There have been dalliances with chipsets designed to more closely mimic the JVM (Java Virtual Machine) or CLR (Common Language Runtime; .NET's VM) that got some play in embedded design spaces, but the common echo was that they ran C/C++ code too slowly and were themselves labeled as "slow" and "not very useful for general purposes" (because we've tautologically defined C/C++ as "for general purposes").
It's easy to wonder if we could escape this trap of building our hardware machines to resemble our least capable, lowest common denominator "virtual machine" like the C/C++ model and push towards higher level concepts deep in hardware.
Lisp machines and JVM/CLR machines all have more interesting reflectivity over live objects than C/C++ machines. There's at the very least component model benefits to being able to get general information about the live object states. There's roads to more "Actor" based types of designs. More "object-oriented" possibility spaces than "files".
If you are talking about true, "clean slate", no concerns about backwards compatibility whatsoever, no concerns that interoperating with older software might need to be truly emulated and might possibly be slower in trade-off for better software design of new, non-emulated stuff, I think you might start at basic hardware assumptions and architectures. There's so much more to experiment there that we don't have the budget to explore if we have to continue to keep up the illusion that "C/C++ apps are fast and close to the hardware" for backwards compatibility's sake.
For example: one process trying to use all the memory on the machine should evict its own memory page from memory and try to swap them to disk but not evict memory page of other process.
I would add scripting and such to make it a better platform for servers.
I would have SSH, but I'd probably get rid of Bash completely in favor of one of the new modern shells. Or perhaps I'd have a pure logicless command prompt.
Most likely since we can do unlimited NIH here, I would aim for Dart as the system scripting language and add some JIT and caching to make it fast to compile, if I didn't just go with Python.

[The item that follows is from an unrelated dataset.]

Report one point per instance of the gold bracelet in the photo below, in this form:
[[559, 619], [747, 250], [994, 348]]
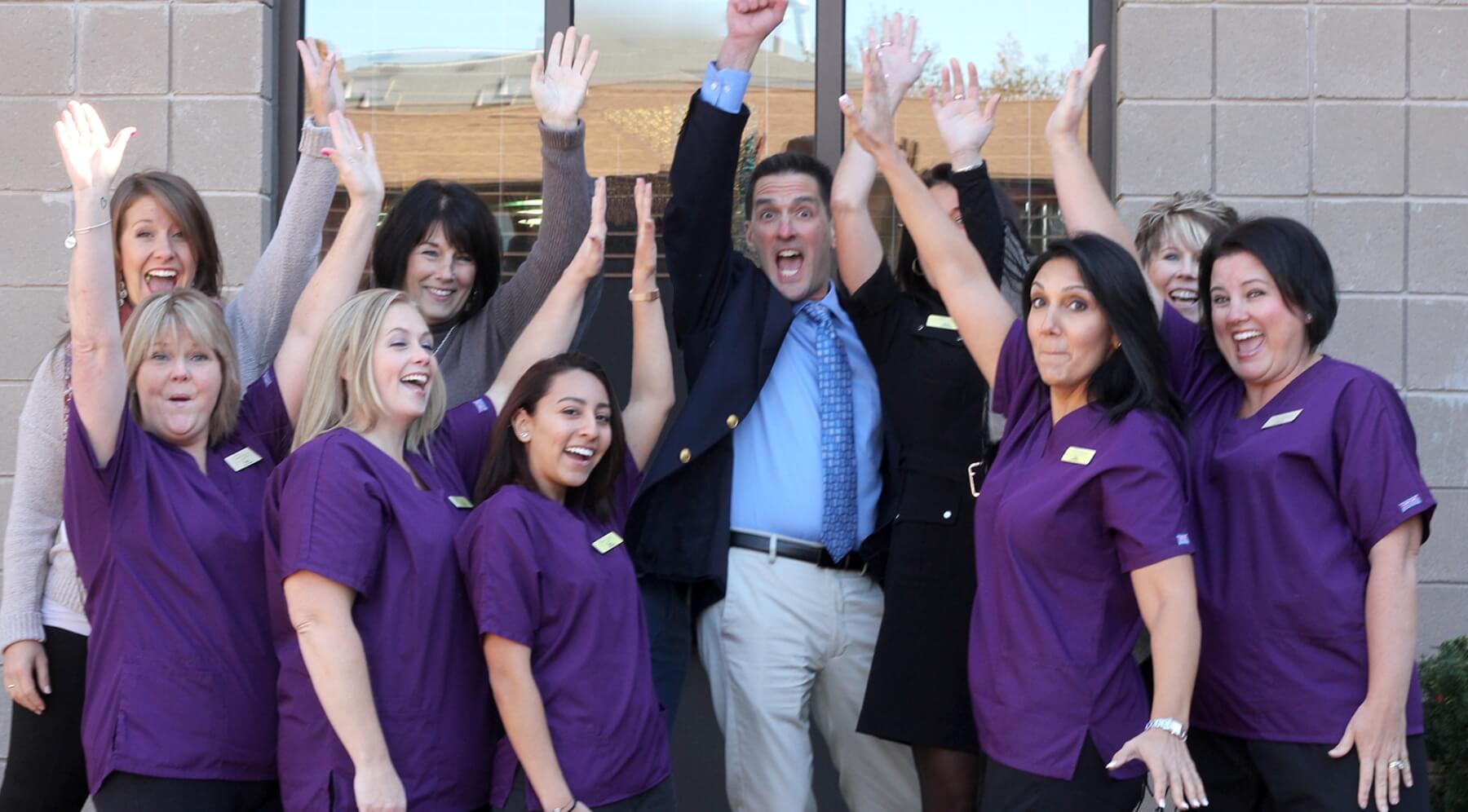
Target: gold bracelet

I'd have Ansible included natively, modified so that playbooks were a locally executable type like a shell script, so that random oneoff backup scripts and the like could be totally declarative.
Then I'd make a point to have a strong focus on not needing separate images for different hardware.
I would probably focus on RiscV on the assumption it will get big by the time that it was all finished, but I'd be sure to have strong ARM support.
I would probably get rid of "Everything is a file" completely. I'd have a stripped down dbus like thing for talking to devices. Everything is an object.
I would very aggressively hunt down and destroy anything that requires imperative modifications.
There would be a standard format for config files, where they go, and how different files override each other. Program defaults, os specific tweaks, and ram runtime values supported.
In fact, my package management would probably be based on a list of files describing what was wanted. Add a file that says I want apache, with this config setup, and the manager detects it and knows to install the package.
If you need to edit a system file, rather than add a layered override, there's a problem. If you need to ever swap out a core package, there's a problem.
This would be an extreme cattle not pets OS, designed for zero tinkering, just copy some files over and you're running.
Packages would always have everything they need to clean reinstall stored on disk.
Offline installing packages is done by copying a package file to the cache dir, then adding its config to the wanted list. You can do it in a disk image. All needed actual setup will happen at next boot.
No true containers. Instead you have apps like Android. You have API levels with everything you need, that is your standard base to build on.
Since servers need real databases sometimes, "make me a postgresql database" would be part of the OS API.
Networking would be fully mesh-first. You'd get a Yggdrasil-like IP address, with a built in firewall that blocks incoming connections. All software would be aware that these addresses are secure even without HTTPS.
And nothing would ever unnecessarily write to disk. There would be support for battery backed ram, and if available logfiles, nonsense like saving the last position of a window or what the browser was doing, would go there. It gets snapshot when you shut down.
Nothing would ever touch disk except stuff that the user actually would be upset to lose.
Everything would be Rust rather than C, aside from existing legacy stuff. Nothing else in its class seems to have that level of dedication to safety above everything else. Crap software is easy, unbuggy software is what's hard, so we should use a language that focuses on the hard part, not on banging out random MVPs, you can do that in just about any language already.
Everything should just work. Everything should be standard and consistent. And it should protect the hardware and be able to run for 30 years on a cheap eMMC.
Here are some of my ideas (although there are a lot more that I have not listed here, but I may write about in future):
- Real-time capabilities (which can be ignored if not needed). Some applications have this as useful.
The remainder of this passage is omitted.